Early electrical nightlights used small incandescent lamps or small neon lamps to provide light, and were much safer than small candles using an open flame. The neon versions consumed very little energy and had a long life, but had a tendency to flicker on and off (reminiscent of a candle), which some users liked and others found annoying. In the 1960s, small nightlights appeared that featured a low-power electroluminescent panel emitting soft green or blue light; similar lights are still available today.

Some nightlights include a photocell, which enables them to switch off when the ambient light is sufficiently bright. Other designs also feature a built-in passive infrared sensor to detect motion, and only switch on when somebody is passing by in the dark. With the availability of low-cost LEDs, many different variants have become available, featuring different colours, sometimes changing automatically or in a user-controllable way.

==Safety hazard==
The US Consumer Product Safety Commission, or UCPSC, reports it receives about 10 reports per year where nightlights close to flammable materials were cited as responsible for fires; they recommend the use of nightlights with LED bulbs cooler and more energy efficient than the 4 or 7 watt incandescent light bulbs still used in some older nightlights.

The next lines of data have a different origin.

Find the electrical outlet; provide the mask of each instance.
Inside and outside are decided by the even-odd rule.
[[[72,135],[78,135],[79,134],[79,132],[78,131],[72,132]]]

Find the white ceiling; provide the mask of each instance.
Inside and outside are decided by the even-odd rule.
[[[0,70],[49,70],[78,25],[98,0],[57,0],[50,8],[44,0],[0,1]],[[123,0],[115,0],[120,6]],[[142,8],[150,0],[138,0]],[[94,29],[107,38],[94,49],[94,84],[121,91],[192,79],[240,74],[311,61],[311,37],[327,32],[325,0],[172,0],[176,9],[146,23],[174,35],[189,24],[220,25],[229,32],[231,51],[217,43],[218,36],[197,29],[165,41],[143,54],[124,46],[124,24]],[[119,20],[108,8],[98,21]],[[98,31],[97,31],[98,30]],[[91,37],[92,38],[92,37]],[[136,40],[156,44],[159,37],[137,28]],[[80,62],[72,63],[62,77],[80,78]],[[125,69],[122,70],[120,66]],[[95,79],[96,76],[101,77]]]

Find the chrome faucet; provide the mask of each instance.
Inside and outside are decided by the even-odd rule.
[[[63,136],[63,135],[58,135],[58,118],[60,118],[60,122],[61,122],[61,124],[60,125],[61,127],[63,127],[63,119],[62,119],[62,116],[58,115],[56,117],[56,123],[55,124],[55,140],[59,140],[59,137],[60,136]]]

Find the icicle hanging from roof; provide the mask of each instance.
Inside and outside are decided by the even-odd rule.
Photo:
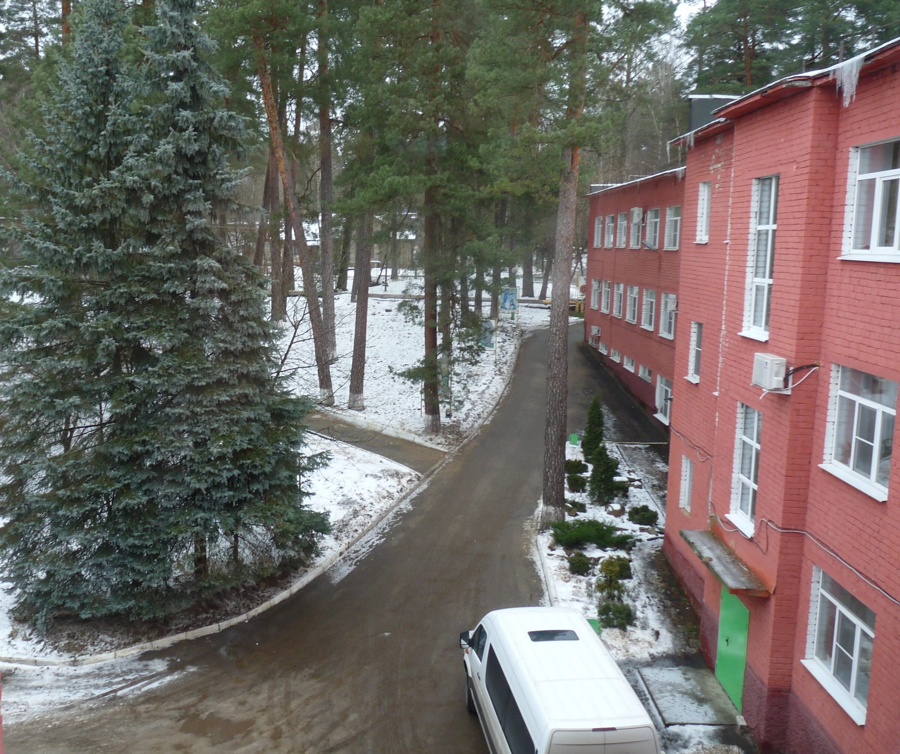
[[[860,71],[866,60],[866,53],[857,55],[842,63],[838,63],[832,68],[830,78],[833,78],[843,95],[843,105],[846,107],[856,98],[856,85],[860,81]]]

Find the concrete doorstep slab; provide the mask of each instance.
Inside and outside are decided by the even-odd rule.
[[[669,725],[734,725],[737,709],[708,668],[642,668],[644,686]]]

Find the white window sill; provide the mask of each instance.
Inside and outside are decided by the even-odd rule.
[[[734,523],[738,528],[738,531],[747,539],[752,537],[756,531],[756,524],[740,511],[735,511],[734,513],[725,513],[725,518]]]
[[[884,254],[872,253],[871,251],[849,251],[838,257],[839,259],[846,259],[850,262],[900,262],[900,253],[886,252]]]
[[[887,490],[868,481],[868,479],[863,478],[843,464],[837,461],[829,461],[827,463],[820,463],[819,468],[824,469],[829,474],[837,477],[842,482],[846,482],[851,487],[856,487],[860,492],[864,492],[879,503],[887,502]]]
[[[850,696],[847,689],[841,686],[841,683],[831,673],[819,665],[814,659],[801,659],[800,664],[810,672],[812,677],[822,685],[822,687],[831,695],[832,698],[841,705],[841,709],[850,715],[850,720],[857,725],[866,724],[866,708]]]
[[[765,330],[742,330],[737,334],[743,338],[751,338],[753,341],[760,341],[763,343],[769,341],[769,333]]]

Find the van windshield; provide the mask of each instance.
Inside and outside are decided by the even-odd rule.
[[[578,634],[571,629],[529,631],[528,637],[532,641],[578,641]]]

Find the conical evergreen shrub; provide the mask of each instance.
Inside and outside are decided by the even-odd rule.
[[[245,124],[194,0],[158,0],[140,66],[86,0],[0,270],[4,577],[39,624],[158,616],[315,547],[307,404],[274,377],[265,283],[212,232]]]

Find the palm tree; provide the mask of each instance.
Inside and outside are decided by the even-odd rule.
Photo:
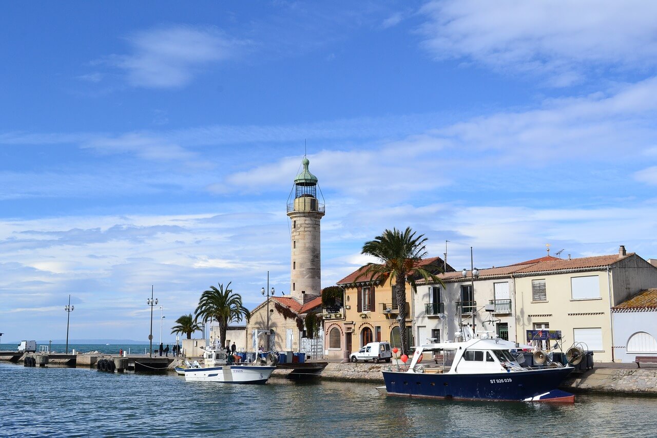
[[[406,281],[411,284],[413,292],[417,291],[415,280],[422,277],[425,281],[438,281],[443,285],[434,274],[420,265],[426,255],[425,243],[428,239],[424,234],[415,237],[415,233],[407,227],[404,231],[393,228],[386,230],[381,235],[365,243],[361,254],[367,254],[378,258],[381,262],[368,263],[358,276],[365,277],[373,281],[384,280],[390,276],[395,280],[392,293],[397,297],[399,306],[399,318],[401,321],[399,337],[401,340],[401,351],[408,353],[408,339],[406,335]],[[434,271],[440,268],[432,266]],[[357,280],[358,278],[356,279]]]
[[[210,321],[214,319],[219,324],[221,345],[226,343],[226,329],[228,324],[237,322],[245,318],[247,321],[251,318],[251,313],[242,305],[242,297],[229,289],[229,283],[226,288],[219,283],[219,289],[210,286],[210,289],[201,294],[198,306],[196,310],[196,320]]]
[[[175,320],[175,323],[178,325],[171,327],[171,334],[184,333],[187,335],[188,339],[192,339],[193,333],[194,331],[198,331],[201,329],[200,326],[194,320],[194,317],[192,316],[192,314],[183,315]]]

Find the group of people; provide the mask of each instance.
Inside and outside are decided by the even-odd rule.
[[[163,347],[164,347],[164,344],[162,343],[160,343],[160,356],[162,356],[162,353],[164,353],[166,355],[166,357],[169,357],[169,345],[167,344],[167,346],[166,347],[164,347],[164,348],[162,348]],[[171,347],[171,354],[174,357],[177,357],[178,356],[180,356],[180,345],[178,345],[177,344],[174,345],[173,347]]]

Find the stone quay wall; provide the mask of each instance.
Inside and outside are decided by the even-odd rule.
[[[381,371],[396,369],[390,364],[329,363],[322,372],[322,379],[342,381],[362,381],[383,383]],[[585,373],[573,373],[561,388],[576,393],[614,393],[657,395],[657,367],[627,368],[596,368]]]

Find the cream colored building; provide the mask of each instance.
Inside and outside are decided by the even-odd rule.
[[[531,331],[558,330],[565,348],[583,343],[594,360],[608,362],[614,358],[610,308],[657,286],[657,268],[622,246],[617,255],[535,263],[513,280],[516,341],[530,341]]]

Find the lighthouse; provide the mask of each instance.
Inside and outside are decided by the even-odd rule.
[[[319,221],[325,207],[317,200],[317,178],[308,170],[309,164],[304,157],[304,170],[294,178],[294,199],[287,205],[292,236],[290,293],[302,303],[321,292]]]

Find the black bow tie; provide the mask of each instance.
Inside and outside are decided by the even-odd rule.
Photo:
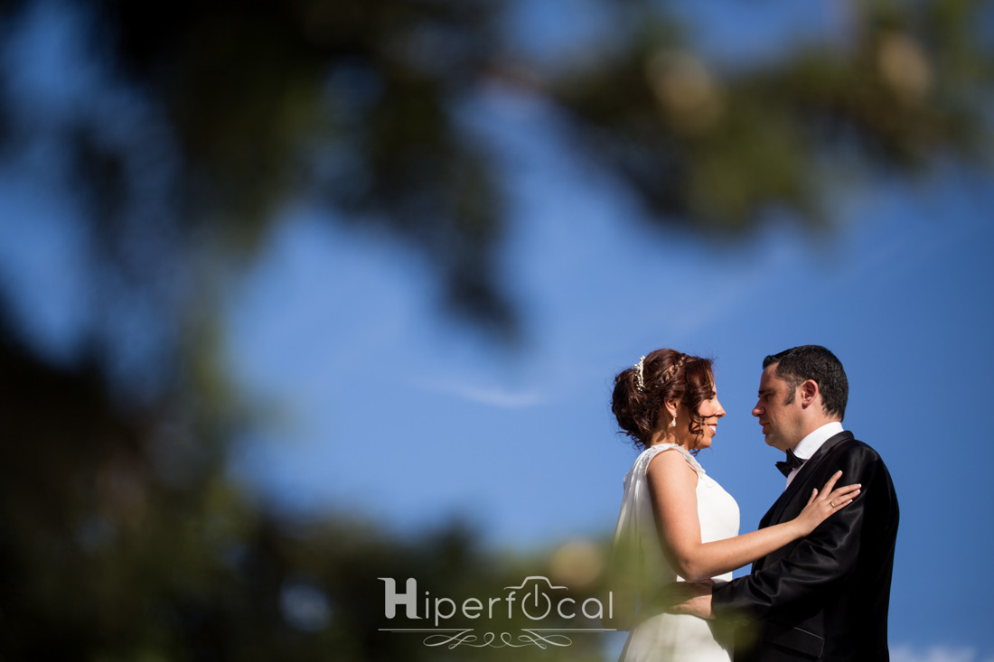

== Potential health issues and benefits==
A University of Pennsylvania study indicated that sleeping with the light on or with a nightlight was associated with a greater incidence of nearsightedness in children. However, a later study at Ohio State University contradicted the earlier conclusion. Both studies were published in the journal Nature.

Another study has indicated that sleeping with the light on may protect the eyes of diabetics from retinopathy, a condition that can lead to blindness. However, the initial study is still inconclusive.

The optimal sleeping light condition is said by some to be total darkness. If a nightlight is used within a sleeping area, it is recommended to choose a dim reddish or amber light to minimize disruptive effects on sleep cycles. In addition, nightlights may be useful in locations other than sleeping areas, such as hallways, bathrooms, or kitchens, to allow late night trips to be made without turning on the full light, while preserving a dark sleeping environment.